Cut to a brilliantly white room where 50 strangers ("The Audience") are huddled around a plasma TV watching Ian milk cows.
They smile benignly (like angels) and float off, presumably in the direction of planet earth.
They're soon trudging along (en masse) a few yards behind Ian, dogging his every step and haunting his every waking moment. Quizzing his uncles, chatting to Sandy, watching in nauseated horror as cows eject steaming torrents of pee and poo in the direction of their shoes. They gather information, have heated debates, and then deliver their verdict, like a Greek chorus. He needs to move on.
But forget about the psychological and emotional drama, The Audience is really all about the hilarious (Marx Brothers-esque) physical comedy of 50 people attempting to squeeze into small domestic spaces.
My favourite moment was when Ian and Sandy were eating lunch in her kitchen and all you could see, in the background, were rows of faces peering through the French doors, like spirits of the dead.

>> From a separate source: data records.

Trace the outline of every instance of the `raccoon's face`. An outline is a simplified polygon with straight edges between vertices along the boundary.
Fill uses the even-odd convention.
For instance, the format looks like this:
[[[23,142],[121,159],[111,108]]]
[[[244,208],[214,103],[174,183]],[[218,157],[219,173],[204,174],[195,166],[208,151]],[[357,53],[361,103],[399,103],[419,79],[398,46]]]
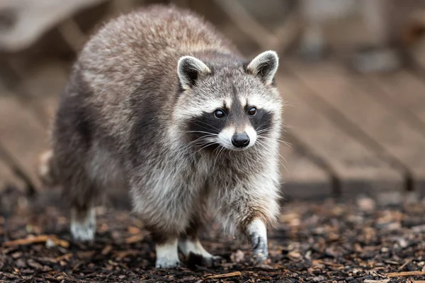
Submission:
[[[191,144],[242,151],[273,138],[270,134],[278,131],[281,107],[273,83],[278,64],[276,52],[213,71],[192,57],[178,63],[183,91],[177,114]]]

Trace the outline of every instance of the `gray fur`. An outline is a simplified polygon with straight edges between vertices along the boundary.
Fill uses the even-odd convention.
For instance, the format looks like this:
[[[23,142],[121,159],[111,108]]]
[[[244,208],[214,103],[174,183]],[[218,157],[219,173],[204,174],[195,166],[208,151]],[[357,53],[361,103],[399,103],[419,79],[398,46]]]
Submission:
[[[91,211],[106,188],[123,187],[162,255],[177,248],[180,238],[181,247],[208,256],[196,234],[210,217],[250,236],[253,244],[259,238],[266,243],[264,233],[256,231],[278,214],[282,101],[273,82],[277,55],[259,58],[244,59],[209,23],[174,6],[143,8],[102,27],[73,67],[52,129],[50,174],[74,213]],[[197,73],[188,76],[193,81],[179,62],[195,67]],[[246,116],[246,103],[266,120]],[[189,121],[210,119],[226,103],[239,114],[223,127],[248,129],[256,139],[252,146],[229,149],[211,134],[216,147],[203,148],[191,137]],[[80,214],[81,223],[91,225],[93,219]],[[73,233],[87,238],[91,231]],[[266,256],[263,246],[255,247],[256,255]],[[175,255],[157,258],[157,266],[176,266]]]

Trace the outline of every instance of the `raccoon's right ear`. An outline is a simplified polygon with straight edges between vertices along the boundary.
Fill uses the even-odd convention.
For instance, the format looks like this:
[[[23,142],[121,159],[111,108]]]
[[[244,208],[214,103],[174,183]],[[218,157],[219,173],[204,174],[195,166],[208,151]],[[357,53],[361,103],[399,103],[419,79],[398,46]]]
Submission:
[[[183,56],[178,59],[177,74],[181,88],[187,91],[196,83],[200,74],[209,74],[211,70],[204,62],[192,56]]]

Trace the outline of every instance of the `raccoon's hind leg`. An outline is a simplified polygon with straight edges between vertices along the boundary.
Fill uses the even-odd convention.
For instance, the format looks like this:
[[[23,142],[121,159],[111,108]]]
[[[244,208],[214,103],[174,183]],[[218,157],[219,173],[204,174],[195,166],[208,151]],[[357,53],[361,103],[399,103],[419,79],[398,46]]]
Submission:
[[[178,258],[178,236],[152,226],[147,226],[155,242],[157,253],[156,268],[174,268],[181,265]]]
[[[93,206],[71,209],[71,233],[74,239],[90,241],[96,232],[96,212]]]
[[[193,219],[185,233],[180,236],[178,248],[186,258],[200,258],[202,265],[212,267],[221,262],[222,258],[218,255],[212,255],[202,246],[198,238],[201,226],[199,219]]]
[[[63,195],[71,204],[70,230],[72,238],[79,241],[94,240],[96,212],[94,204],[100,192],[82,166],[69,171],[71,175],[64,184]]]

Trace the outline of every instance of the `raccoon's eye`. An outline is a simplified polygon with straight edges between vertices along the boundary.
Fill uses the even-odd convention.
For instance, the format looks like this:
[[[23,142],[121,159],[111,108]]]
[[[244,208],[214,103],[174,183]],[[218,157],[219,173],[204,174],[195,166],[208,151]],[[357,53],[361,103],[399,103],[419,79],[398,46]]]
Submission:
[[[249,108],[249,110],[248,110],[248,115],[251,115],[251,116],[254,116],[254,115],[256,114],[256,108],[255,107],[251,107],[251,108]]]
[[[225,112],[222,110],[217,109],[215,111],[214,111],[214,116],[218,119],[222,118],[225,116]]]

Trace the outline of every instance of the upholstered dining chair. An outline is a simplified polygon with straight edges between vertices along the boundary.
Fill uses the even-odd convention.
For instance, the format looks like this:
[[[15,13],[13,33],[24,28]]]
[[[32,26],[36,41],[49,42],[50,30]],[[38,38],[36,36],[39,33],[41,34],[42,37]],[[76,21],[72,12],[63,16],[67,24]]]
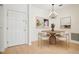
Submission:
[[[56,33],[56,39],[62,40],[66,42],[66,47],[69,47],[69,39],[70,39],[70,35],[69,32],[65,32],[65,33]]]
[[[48,33],[38,32],[38,47],[49,46],[49,36],[50,34]]]

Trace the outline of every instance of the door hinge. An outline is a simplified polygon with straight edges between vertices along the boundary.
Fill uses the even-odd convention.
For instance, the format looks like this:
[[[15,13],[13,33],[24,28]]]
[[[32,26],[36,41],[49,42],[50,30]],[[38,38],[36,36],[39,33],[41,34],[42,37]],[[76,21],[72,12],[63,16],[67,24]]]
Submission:
[[[24,31],[26,31],[26,29],[24,29]]]
[[[7,41],[7,44],[8,44],[8,41]]]
[[[7,13],[7,16],[8,16],[8,13]]]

"Ever wanted to be the imaginary friend of an idiot boy in the West of Ireland?", asked Chris O'Dowd on Friday night's opening episode of Moone Boy (co-written by O'Dowd and Nick Murphy). The time is 1989, the place is Boyle, Co Roscommon (O'Dowd's home town), and the "idiot boy" in question is Martin Paul Kenny Dalglish Moone, brilliantly played by newcomer David Rawle.
O'Dowd himself plays Martin's prosaic imaginary friend Sean Murphy (the "imaginary friend of a kid with no imagination", as O'Dowd has described him).
Moone Boy opens with Martin ("a simple child") trying to breathe life back into a dead chaffinch... thinking it an injured magpie. "Ugh! Shifting a dead bird! You're such a gay!", sneers one of the Bonner boys, the school's resident pair of bullies.
"It's medical shifting!", protests Martin, as he's dragged off for a pummelling. Introducing non-Irish audiences to the ever-amusing verb "to shift" is a notable achievement in itself, but there's much to savour here.
The sight of a semi-naked Steve Coogan (playing local fish-factory owner, Francie 'Touchy' Feeley) being hosed down by a beaming Martin, as a victorious Mary Robinson pronounces, "Come Dance with me in Ireland" is one that stays with you.
The humour may be more gently absurd than uproariously laugh-out-loud overall, but that's no bad thing when there's this much warmth and easy charm on show.
There were plenty of 'bad things' under the microscope on Monday's Horizon: Defeating the Superbug. Countless billions of them. Antibiotic-resistant super-bacteria that were shown sweeping across a CGI globe in a terrifying red wave. I spent the next 24 hours soaking the house in Dettol and crying.